Yuri Bashmet es tal vez el máximo exponente de la viola solista, enfocando a la manera romántica cada matiz casi como Rostropovich, si bien con mayor equilibrio entre drama y lirismo. Poderío sin artificio, vibrato expresivo, elegantes gradaciones tonales. El sentido del rubato y los cambios de colorido (incluso en los pizzicati) insuflan nuevo aliento a cada frase. Tanto el timbre, tan aterciopeladamente suntuoso como el de un violonchelo, como el amplio panorama dinámico, son restaurados por la cálida grabación en directo en el Festival de Verbier de 2007 (DG). Escuchemos cómo Bashmet despliega pianissimo el motivo de cuatro semicorcheas ligadas del segundo tema del allegro (c. 40), todo melancolía y timidez, para luego transfigurarlo en el desarrollo a suplicante, aliviado, temeroso, y finalmente inexorable. La fuerte personalidad de Martha Argerich explota su espontaneidad emocional, impulsivamente insistente, cambiante en tempo y dinámicas, aunque respetando la tersura de la línea legato. Para aquellos alérgicos al pianismo excéntrico de Argerich la clásica recomendación de Mikhail Muntian como compañero obsecuente de Bashmet es seguramente inigualable (RCA, 1990).






En cuanto a los arreglos orquestales, Gaspar Cassadó es el solista de su propia transcripción de la Sonata como concierto para cello y orquesta, reconfigurando sustancialmente la parte pianística con drásticas alteraciones y añadiendo nuevo material. En el momento de su concepción (1928) fue un aporte bienvenido en el limitado repertorio de concierto romántico para cello y recibió múltiples interpretaciones. Sin embargo, poco se puede atisbar del tutti, ya que solo en los ritardandi bombásticos el Concertgebouw Amsterdam sale de la cueva a donde lo ha condenado la edición digital de King, descolorido por la celosía de la edad (concierto del 12 de diciembre de 1940). El inspirado fraseo, los portamenti expresivos, y sus libertades en el rubato -en consonancia con la dirección de Willem Mengelberg-, no pueden (no deben) extrañarnos en el oído actual.

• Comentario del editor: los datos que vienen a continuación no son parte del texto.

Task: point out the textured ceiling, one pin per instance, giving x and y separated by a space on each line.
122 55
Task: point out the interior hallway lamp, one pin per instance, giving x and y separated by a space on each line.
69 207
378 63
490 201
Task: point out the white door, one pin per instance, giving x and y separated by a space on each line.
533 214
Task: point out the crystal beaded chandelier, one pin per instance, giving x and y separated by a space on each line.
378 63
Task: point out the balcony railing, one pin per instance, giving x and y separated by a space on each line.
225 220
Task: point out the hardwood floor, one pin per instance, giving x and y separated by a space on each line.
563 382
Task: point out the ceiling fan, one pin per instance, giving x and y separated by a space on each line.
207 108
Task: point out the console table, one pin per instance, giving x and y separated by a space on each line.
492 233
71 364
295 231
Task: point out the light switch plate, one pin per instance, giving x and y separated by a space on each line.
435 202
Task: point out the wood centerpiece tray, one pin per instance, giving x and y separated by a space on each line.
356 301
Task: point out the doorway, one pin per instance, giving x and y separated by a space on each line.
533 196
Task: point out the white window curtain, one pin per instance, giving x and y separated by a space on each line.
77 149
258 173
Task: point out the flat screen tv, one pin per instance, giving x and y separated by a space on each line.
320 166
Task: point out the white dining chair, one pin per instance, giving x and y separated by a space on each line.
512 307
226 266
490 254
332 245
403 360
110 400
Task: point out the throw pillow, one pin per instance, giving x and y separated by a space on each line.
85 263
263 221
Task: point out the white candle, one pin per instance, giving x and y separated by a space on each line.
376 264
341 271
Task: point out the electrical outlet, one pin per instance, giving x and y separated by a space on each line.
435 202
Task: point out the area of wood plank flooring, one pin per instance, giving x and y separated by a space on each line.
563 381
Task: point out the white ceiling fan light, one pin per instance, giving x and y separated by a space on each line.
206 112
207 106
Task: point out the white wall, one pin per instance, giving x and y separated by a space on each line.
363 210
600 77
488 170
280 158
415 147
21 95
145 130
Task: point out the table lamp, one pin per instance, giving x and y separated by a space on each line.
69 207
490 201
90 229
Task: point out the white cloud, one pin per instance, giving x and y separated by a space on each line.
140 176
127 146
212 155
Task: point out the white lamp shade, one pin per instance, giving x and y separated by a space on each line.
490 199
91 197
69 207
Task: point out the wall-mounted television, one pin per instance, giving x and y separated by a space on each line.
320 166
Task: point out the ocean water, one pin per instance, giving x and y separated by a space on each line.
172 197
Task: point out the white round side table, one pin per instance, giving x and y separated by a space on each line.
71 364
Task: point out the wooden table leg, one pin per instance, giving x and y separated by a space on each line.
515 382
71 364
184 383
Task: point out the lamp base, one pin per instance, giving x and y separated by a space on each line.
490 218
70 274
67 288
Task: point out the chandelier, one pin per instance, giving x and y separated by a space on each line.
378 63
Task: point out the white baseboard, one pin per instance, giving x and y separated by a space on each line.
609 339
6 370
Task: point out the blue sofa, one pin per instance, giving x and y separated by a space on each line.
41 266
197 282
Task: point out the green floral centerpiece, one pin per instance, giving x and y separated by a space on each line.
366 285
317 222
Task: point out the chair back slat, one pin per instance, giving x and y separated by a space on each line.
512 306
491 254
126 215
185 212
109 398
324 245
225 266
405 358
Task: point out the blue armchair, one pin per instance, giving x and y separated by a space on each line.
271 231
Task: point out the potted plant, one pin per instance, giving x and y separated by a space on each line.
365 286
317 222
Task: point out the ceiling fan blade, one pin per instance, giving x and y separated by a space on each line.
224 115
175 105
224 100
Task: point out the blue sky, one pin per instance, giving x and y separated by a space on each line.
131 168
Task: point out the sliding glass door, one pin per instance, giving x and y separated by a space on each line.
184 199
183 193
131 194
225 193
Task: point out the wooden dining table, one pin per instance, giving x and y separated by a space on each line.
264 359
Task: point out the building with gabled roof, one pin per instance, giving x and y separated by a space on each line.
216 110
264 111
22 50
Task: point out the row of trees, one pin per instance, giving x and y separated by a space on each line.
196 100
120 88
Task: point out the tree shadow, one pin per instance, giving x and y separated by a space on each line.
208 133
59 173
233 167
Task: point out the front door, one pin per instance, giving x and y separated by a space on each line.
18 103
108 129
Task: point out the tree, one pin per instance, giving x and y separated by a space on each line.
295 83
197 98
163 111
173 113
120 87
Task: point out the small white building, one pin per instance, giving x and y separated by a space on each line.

La transcripción para guitarra y orquesta de cuerda ideada por Christopher Gunning presenta algunos cambios y adicciones, muy musicales, pero alejados del contexto histórico de su compositor. Ciertamente la guitarra de John Williams no es capaz de sostener notas largas o variar sus reguladores, por lo que sobre todo el adagio queda comprometido. Fantástica grabación, mecanizada para recomponer un equilibrio imposible en concierto, donde el solista ha de quedar avasallado por la Australian Chamber Orchestra (curiosa mezcla de instrumentos antiguos y modernos, con un uso arbitrario del vibrato), dirigida por Richard Tognetti en 1998 (Sony).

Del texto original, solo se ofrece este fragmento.